Yes, this practice goes back to a tradition before people started illustrating all the tarot cards, but in this day and age of fabulous deck artistry it feels cheap or lazy, and greatly reduces the usefulness of the deck for me. As I like to read for myself and others using the images to spark intuitive insights, having to rely on a memorized formula for the card meanings trivializes the process. Perhaps for someone who already knows the tarot meanings inside out, this would be less of an issue, but it certainly would detract from the enjoyment and utility for anyone new to the practice as I am. Just looking at an image of 5 identical cups is unlikely to mean much.
On the good side, the artwork on the illustrated cards is very pleasing, calm, clean and uncluttered yet detailed enough, in most cases (many of the court cards are a bit generic), to draw out the traditional meanings as well as some intuitive insights. The pictures are very gentle and would be suitable for younger readers or anyone who doesn't like some of the harsher or more violent imagery in some decks. Death and the Devil are both represented in a non-frightening way that suits modern practices of reading those cards as, if not positive, at least not strictly literal. Perhaps to broaden the audience for the deck, all the figures are clothed except, inexplicably, the Star figure who is entirely nude (so I'm not sure what the overall philosophy was about this issue).

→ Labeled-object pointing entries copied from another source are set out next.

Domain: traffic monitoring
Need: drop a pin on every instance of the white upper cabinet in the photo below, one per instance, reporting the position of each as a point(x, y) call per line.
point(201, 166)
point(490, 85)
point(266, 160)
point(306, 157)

Do not confuse this deck with Kat Black's Golden Tarot which was published some years earlier and is a classic among tarot enthusiasts. There is some concern that the publisher using the same name for this deck is acting unethically. It also bothers me that even though the artwork is the only redeeming feature of the deck, the artist's name, Melissa Launay, isn't even included on the package, and is only mentioned in small print in the included book. Whatever the reason for this, it smacks of not giving adequate credit.
Had Launay been contracted to provide full original illustrations for all of the cards, this might have been one of my favourite all purpose decks for reading for others. As is, I'm unlikely to use it except perhaps if I am doing any majors-only readings.